— Не манил я ее, бабка… Даю тебе слово в этом. Сама она захотела.
— Ах ты, горе, горе мое! — всплеснула руками Мануйлиха. — Прибежала оттуда — лица на ней нет, вся рубаха в шматки растерзана… Простоволосая… Рассказывает, как что было, а сама — то хохочет, то плачет… Ну, прямо вот как кликуша какая… Легла в постель… все плакала, а потом, гляжу, как будто бы и задремала. Я-то, дура старая, обрадовалась было: вот, думаю, все сном пройдет, перекинется. Гляжу, рука у нее вниз свесилась, думаю: надо поправить, затекет рука-то… Тронула я ее, голубушку, за руку, а она вся так жаром и пышет… Значит, огневица с ней началась… С час без умолку говорила, быстро да жалостно так… Вот только-только замолчала на минуточку. Что ты наделал? Что ты наделал с ней? — с новым наплывом отчаяния воскликнула старуха.
И вдруг ее коричневое лицо собралось в чудовищную, отвратительную гримасу плача: губы растянулись и опустились по углам вниз, все личные мускулы напряглись и задрожали, брови поднялись кверху, наморщив лоб глубокими складками, а из глаз необычайно часто посыпались крупные, как горошины, слезы. Обхватив руками голову и положив локти на стол, она принялась качаться взад и вперед всем телом и завыла нараспев вполголоса:
— Дочечка моя-а-а! Внучечка миленькая-а-а!.. Ох, г-о-о-орько мне, то-о-ошно!..

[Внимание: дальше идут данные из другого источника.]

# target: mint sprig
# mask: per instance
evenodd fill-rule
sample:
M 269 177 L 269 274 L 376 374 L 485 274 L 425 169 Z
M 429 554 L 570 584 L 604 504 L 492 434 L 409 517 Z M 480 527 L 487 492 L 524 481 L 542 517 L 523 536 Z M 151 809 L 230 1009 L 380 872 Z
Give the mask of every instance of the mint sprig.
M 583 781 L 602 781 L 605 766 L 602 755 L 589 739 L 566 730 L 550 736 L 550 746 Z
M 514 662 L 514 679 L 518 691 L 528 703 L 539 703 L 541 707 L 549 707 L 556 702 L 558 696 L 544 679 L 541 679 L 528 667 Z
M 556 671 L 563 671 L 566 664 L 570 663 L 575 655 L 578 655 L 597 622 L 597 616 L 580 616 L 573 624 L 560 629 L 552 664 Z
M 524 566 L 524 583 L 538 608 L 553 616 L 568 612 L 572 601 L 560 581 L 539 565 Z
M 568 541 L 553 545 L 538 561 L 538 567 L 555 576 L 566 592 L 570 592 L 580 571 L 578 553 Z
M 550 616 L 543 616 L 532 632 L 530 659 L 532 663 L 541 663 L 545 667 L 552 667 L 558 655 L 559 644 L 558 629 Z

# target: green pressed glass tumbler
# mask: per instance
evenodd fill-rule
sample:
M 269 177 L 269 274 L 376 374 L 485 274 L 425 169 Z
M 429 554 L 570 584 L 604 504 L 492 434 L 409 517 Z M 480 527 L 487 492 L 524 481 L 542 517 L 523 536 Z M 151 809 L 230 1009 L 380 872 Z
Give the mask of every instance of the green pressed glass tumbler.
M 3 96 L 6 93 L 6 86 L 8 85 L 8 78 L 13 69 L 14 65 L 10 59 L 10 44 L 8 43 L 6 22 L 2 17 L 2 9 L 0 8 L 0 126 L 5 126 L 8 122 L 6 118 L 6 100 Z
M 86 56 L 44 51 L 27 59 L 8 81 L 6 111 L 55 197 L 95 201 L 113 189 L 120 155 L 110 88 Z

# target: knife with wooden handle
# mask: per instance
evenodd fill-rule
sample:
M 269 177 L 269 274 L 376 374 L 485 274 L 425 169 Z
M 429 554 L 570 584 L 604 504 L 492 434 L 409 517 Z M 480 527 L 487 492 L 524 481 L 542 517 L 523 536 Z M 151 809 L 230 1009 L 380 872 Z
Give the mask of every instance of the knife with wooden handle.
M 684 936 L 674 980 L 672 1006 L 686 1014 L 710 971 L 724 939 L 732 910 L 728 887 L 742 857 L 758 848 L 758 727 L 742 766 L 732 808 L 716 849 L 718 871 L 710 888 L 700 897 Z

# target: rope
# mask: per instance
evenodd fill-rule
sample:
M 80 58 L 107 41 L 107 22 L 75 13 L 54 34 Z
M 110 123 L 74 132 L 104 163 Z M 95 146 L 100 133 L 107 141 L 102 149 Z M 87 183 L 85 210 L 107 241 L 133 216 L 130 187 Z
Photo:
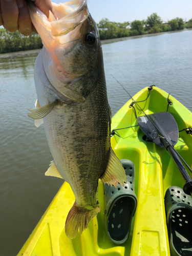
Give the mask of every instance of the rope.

— Да не реви ты, старая, — грубо прервал я Мануйлиху. — Разбудишь!
Старуха замолчала, но все с той же страшной гримасой на лице продолжала качаться взад и вперед, между тем как крупные слезы падали на стол… Так прошло минут с десять. Я сидел рядом с Мануйлихой и с тоской слушал, как, однообразно и прерывисто жужжа, бьется об оконное стекло муха…
— Бабушка! — раздался вдруг слабый, чуть слышный голос Олеси. — Бабушка, кто у нас?
Мануйлиха поспешно заковыляла к кровати и тотчас же опять завыла:
— Ох, внучечка моя, ро-одная-а-а! Ох, горько мне, ста-а-рой, тошно мне-е-е-е…
— Ах, бабушка, да перестань ты! — с жалобной мольбой и страданием в голосе сказала Олеся. — Кто у нас в хате сидит?